Lastly, we turn to China,
which will report May reserves, lending figures, trade, and inflation measures. Most reserve currencies appreciated
in May, which would lift the valuation of China's holdings when converted
into dollars. However, it will be blunted by the decline in the value of the assets
in which the reserves are invested. Although US Treasury prices rose (yields
slipped), the sell-off in European bonds continued. With the help of the
government's suasion, lending is expected to have more than doubled from the
Covid-inspired collapse seen in April. We expect that lockdowns distorted
Chinese trade last month.
That brings us to China's
inflation. Of
course, it is likely that the Covid experience continued to skew prices to
the upside, but the moderation in producer prices has been underway since peaking
at 13.5% year-over-year last October.
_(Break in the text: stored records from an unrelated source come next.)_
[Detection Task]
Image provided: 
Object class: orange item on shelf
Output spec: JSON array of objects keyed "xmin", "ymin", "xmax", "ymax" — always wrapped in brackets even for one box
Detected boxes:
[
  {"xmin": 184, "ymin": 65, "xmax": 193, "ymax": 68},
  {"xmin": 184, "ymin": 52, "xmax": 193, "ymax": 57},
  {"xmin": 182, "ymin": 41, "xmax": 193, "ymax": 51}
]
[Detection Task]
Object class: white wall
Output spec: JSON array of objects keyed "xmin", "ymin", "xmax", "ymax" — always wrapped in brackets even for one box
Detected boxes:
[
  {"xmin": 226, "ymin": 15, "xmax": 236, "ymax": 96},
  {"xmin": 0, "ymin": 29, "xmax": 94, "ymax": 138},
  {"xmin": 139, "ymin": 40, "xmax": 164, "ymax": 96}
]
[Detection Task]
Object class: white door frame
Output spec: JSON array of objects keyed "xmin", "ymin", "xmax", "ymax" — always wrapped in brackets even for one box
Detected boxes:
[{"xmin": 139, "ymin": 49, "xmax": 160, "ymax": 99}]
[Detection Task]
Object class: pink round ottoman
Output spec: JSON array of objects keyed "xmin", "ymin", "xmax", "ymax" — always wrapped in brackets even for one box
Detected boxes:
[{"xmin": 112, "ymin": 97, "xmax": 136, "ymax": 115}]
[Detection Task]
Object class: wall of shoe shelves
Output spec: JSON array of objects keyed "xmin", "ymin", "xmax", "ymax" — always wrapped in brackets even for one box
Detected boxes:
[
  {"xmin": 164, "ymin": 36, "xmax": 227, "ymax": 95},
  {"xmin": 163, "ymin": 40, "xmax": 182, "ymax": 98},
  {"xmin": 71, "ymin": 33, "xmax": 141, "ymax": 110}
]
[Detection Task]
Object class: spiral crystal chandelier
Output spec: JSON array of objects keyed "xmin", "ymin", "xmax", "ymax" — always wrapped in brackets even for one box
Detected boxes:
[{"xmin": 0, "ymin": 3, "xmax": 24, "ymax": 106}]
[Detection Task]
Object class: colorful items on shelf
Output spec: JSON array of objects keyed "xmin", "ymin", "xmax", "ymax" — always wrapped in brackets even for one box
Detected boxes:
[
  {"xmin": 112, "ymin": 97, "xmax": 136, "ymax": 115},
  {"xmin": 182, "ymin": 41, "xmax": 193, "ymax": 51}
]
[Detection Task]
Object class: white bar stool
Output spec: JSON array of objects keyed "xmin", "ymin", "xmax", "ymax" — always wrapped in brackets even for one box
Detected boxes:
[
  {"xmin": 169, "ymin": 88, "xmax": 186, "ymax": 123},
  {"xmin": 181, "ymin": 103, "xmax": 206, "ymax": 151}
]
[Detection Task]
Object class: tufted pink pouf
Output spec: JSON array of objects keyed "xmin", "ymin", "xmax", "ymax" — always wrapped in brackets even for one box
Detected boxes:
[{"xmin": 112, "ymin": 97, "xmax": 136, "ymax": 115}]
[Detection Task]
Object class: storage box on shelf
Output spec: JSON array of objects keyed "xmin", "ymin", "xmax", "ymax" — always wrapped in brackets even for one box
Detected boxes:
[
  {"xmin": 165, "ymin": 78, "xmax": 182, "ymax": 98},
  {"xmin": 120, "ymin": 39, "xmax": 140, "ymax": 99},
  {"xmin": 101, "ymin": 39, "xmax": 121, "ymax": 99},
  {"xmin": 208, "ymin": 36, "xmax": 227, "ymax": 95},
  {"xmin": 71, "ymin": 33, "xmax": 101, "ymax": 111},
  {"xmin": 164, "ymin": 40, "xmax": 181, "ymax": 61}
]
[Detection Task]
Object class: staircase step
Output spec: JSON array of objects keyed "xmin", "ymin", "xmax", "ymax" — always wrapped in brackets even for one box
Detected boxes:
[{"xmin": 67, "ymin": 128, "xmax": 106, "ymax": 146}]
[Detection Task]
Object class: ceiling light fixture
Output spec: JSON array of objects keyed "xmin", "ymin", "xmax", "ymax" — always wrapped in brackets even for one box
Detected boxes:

The PPI is expected to have slowed for
the seventh consecutive month in May. The median forecast in Bloomberg's
survey is for a 6.5% pace, down from 8% in April. If so, it would be the lowest
since March 2021.
Consumer prices likely edged
higher, but at a little more than 2%, inflation is not the most pressing issue;
growth is. The lockdowns
lifted food prices in April, which probably continued in May. Fresh vegetable
prices rose by almost 25% from a year ago in April, up from slightly more than
17% in March. Pork prices are off a third from a year ago but appear to be beginning to recover. Like elsewhere, fuel costs in China have surged, and its 28%
increase is the most of any component in the CPI basket. If pork were eliminated,
the CPI would be closer to 3%. Yet, April's core CPI
rose 0.9% from a year ago, excluding food and energy. While this would appear to give scope to the PBOC to
ease monetary policy, officials have moved almost begrudgingly on rates and
have preferred fiscal policy to support the economy.